Dernière mise à jour : 23 octobre 2025
1. Comprendre la fermentation
La fermentation est le processus biologique qui permet à la pâte de lever grâce à l’action des levures et des bactéries. Elle produit du gaz carbonique qui alvéole la pâte, et des composés aromatiques qui enrichissent le goût du pain. La maîtrise de la fermentation est essentielle pour obtenir des produits réguliers, savoureux et bien structurés.
2. Les étapes principales de la fermentation
a) Le pointage
C’est la première fermentation qui se déroule après le pétrissage. Le pointage permet aux levures de se développer, de produire des gaz et d’amorcer les arômes. Sa durée varie de 1 à 3 heures selon la méthode et les conditions de travail. Un pointage long favorise le développement des saveurs et améliore la conservation.
b) L’apprêt
Après la division et le façonnage, les pâtons reposent une seconde fois avant cuisson : c’est l’apprêt. Cette phase, plus courte, permet aux pâtons de gagner en volume et d’adopter leur structure définitive. Une bonne gestion de l’apprêt est essentielle pour éviter les pains plats ou trop acides.
c) La fermentation en bac
Certains boulangers laissent la pâte fermenter en bac, avant de la diviser et façonner. Cette méthode offre une meilleure hydratation et une fermentation plus homogène. Elle est souvent utilisée pour les pains de tradition et les pâtes à forte hydratation.
3. Les techniques modernes de fermentation
a) La fermentation contrôlée
Grâce aux chambres de fermentation, le boulanger peut maîtriser température et humidité. Cela permet d’adapter la vitesse de levée en fonction des besoins, et d’obtenir une régularité dans la production. La fermentation contrôlée facilite aussi l’organisation du travail en évitant les aléas liés aux conditions climatiques.

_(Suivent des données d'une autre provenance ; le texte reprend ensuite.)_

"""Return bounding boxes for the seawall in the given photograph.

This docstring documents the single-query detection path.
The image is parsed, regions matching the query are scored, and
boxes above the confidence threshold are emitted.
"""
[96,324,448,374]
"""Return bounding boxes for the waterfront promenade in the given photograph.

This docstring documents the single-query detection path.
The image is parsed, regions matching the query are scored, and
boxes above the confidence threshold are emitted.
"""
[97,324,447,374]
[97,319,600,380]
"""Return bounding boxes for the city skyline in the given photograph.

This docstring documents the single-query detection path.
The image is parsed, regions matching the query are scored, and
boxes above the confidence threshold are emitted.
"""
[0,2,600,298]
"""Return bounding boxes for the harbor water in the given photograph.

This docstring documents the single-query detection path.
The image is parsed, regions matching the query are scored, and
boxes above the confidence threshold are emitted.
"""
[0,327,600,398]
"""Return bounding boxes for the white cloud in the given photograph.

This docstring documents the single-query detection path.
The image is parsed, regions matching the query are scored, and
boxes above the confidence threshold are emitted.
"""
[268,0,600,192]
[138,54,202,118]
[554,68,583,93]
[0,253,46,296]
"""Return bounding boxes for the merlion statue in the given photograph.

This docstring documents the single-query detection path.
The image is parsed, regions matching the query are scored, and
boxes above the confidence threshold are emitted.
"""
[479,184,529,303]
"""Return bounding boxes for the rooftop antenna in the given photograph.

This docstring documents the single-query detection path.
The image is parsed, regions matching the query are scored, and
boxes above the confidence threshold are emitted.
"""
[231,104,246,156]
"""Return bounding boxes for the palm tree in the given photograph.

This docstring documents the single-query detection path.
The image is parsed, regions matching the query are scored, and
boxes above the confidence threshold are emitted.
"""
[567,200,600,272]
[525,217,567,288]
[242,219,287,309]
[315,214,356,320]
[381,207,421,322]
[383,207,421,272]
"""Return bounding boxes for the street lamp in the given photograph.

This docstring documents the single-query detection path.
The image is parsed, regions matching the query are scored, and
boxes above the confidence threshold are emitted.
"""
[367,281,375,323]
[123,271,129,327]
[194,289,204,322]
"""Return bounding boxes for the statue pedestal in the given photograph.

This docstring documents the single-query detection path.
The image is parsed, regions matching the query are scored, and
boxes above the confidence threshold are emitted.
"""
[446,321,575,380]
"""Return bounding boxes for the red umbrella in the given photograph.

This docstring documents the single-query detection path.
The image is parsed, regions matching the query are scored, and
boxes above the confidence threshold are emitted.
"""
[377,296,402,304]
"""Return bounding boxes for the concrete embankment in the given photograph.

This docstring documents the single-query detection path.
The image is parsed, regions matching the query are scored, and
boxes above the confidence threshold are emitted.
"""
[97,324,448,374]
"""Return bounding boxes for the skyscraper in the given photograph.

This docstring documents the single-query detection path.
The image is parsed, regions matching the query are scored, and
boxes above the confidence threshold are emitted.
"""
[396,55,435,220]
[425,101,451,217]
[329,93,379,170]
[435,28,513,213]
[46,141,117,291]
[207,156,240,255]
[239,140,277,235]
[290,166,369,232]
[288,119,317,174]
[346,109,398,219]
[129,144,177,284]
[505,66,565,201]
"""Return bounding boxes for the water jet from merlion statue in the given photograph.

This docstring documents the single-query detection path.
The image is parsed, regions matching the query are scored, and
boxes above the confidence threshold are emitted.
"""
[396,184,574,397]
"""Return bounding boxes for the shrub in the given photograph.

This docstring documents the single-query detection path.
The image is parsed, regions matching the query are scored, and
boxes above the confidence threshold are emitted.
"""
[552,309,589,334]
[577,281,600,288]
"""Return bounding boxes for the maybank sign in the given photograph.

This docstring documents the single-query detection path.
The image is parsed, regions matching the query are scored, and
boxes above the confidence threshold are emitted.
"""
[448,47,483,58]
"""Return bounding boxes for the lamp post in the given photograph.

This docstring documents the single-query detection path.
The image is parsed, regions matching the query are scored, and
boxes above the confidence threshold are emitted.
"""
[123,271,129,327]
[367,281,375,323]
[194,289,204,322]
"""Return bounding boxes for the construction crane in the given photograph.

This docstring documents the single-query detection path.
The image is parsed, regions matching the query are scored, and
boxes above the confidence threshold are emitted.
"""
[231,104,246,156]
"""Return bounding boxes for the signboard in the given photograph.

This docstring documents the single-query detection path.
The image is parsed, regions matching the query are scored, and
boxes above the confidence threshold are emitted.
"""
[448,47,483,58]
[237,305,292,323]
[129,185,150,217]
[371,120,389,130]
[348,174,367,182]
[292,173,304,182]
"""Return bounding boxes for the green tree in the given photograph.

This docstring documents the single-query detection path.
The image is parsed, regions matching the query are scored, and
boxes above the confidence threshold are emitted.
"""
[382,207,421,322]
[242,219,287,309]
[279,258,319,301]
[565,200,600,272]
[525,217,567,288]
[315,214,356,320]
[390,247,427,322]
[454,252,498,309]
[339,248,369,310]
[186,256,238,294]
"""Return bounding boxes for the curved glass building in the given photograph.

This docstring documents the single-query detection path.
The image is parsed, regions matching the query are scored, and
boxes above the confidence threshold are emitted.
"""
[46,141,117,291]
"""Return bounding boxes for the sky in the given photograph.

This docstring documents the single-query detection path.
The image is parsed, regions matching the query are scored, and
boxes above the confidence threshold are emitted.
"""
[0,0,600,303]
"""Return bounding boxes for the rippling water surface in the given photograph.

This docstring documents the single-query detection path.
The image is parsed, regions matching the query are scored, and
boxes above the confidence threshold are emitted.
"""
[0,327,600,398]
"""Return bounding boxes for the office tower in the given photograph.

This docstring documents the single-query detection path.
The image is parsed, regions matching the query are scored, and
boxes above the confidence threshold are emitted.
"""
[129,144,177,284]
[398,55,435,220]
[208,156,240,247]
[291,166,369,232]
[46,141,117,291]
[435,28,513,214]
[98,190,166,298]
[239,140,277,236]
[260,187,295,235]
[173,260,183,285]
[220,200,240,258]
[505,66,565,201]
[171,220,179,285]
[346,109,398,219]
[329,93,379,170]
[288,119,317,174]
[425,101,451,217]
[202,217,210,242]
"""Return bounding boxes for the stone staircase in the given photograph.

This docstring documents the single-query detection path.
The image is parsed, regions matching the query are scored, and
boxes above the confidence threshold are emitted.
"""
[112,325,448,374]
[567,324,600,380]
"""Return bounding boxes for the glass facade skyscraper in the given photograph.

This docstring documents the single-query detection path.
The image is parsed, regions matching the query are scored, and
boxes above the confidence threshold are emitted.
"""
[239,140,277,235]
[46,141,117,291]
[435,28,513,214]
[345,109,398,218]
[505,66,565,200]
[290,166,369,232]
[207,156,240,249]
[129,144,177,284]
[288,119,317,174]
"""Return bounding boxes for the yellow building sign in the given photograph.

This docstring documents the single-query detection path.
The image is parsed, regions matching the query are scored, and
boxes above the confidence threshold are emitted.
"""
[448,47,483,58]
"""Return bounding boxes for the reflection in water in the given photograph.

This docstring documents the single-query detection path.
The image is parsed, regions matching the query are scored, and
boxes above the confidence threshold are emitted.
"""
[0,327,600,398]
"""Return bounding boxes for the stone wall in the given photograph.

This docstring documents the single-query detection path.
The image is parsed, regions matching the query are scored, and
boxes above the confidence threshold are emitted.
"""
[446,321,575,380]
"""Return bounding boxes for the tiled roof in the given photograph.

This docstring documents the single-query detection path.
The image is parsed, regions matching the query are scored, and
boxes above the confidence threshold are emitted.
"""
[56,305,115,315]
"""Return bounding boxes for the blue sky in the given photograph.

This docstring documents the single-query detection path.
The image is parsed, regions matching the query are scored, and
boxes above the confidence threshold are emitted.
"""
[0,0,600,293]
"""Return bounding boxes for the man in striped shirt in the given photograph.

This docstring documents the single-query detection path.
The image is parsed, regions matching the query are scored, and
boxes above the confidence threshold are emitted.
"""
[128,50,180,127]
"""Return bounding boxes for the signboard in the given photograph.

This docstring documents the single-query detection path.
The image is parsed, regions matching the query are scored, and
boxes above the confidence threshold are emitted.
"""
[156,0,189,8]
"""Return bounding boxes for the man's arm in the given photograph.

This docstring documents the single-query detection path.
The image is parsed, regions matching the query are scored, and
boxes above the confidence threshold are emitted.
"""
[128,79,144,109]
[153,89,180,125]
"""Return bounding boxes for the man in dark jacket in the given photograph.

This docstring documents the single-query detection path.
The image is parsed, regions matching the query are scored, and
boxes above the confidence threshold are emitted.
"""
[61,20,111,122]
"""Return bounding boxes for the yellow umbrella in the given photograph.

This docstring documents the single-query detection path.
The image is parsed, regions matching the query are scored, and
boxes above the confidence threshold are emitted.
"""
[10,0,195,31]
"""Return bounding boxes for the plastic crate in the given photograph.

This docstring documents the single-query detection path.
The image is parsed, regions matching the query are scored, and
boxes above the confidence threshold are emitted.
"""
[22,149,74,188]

b) La fermentation retardée
En plaçant les pâtons au froid après le façonnage, le boulanger ralentit la fermentation. Cette technique permet de cuire le pain au moment voulu, souvent en début de journée, et de proposer du pain frais tout au long de la journée. Elle améliore aussi les arômes en favorisant une fermentation lente.
c) La fermentation en pousse lente
Certains boulangers privilégient des fermentations longues à température ambiante ou en chambre froide, pouvant durer jusqu’à 18 heures. Cette méthode développe des arômes complexes et une mie plus digeste. Elle est particulièrement adaptée aux pains rustiques et aux pains au levain.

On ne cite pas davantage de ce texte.